Mittlerweile decken die Plattformen alle erdenkbaren Produktkategorien ab. Von E-Zigaretten, über Möbeln, bis hin zu Dekokrams ist alles dabei. Im Mittelpunkt steht natürlich die Smart Home und IoT (Internet of Things) Technologie.
Kann jeder ein Produkt auf der Plattform launchen?
Nein, es kann nicht jedes Produkt nach freiem Belieben auf der Plattform gelistet werden. Ein zuständiges Team evaluiert mögliche Produkte, gibt Feedback und Verbesserungsschläge und gibt dann erst, wenn die Ansprüche erfüllt sind, das Produkt frei.

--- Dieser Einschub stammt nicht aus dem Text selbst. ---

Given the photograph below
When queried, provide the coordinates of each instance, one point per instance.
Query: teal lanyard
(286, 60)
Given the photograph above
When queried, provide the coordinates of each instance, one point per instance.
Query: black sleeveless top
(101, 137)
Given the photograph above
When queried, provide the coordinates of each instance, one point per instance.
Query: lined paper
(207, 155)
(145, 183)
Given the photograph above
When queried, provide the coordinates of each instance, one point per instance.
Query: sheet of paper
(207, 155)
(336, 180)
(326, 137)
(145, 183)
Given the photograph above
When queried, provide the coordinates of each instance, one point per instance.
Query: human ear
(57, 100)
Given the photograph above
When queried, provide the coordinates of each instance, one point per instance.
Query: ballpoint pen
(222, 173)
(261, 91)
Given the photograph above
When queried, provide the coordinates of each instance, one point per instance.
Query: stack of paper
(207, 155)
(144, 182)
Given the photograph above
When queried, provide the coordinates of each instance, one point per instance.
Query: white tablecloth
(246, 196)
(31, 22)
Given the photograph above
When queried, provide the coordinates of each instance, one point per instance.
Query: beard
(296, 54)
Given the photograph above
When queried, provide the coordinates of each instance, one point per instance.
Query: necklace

Besonders gute Kampagnen und Marken profitieren anschließend von Xiaomis Ökosystem in dem sie ihr IoT-Produkt mit den Mijia Apps verbinden können. Ebenfalls wird die Logistik übernommen und in einigen Fällen gibt es Unterstützung bei Verpackung und weiteren Feldern, die Xiaomi bereits gemeistert hat.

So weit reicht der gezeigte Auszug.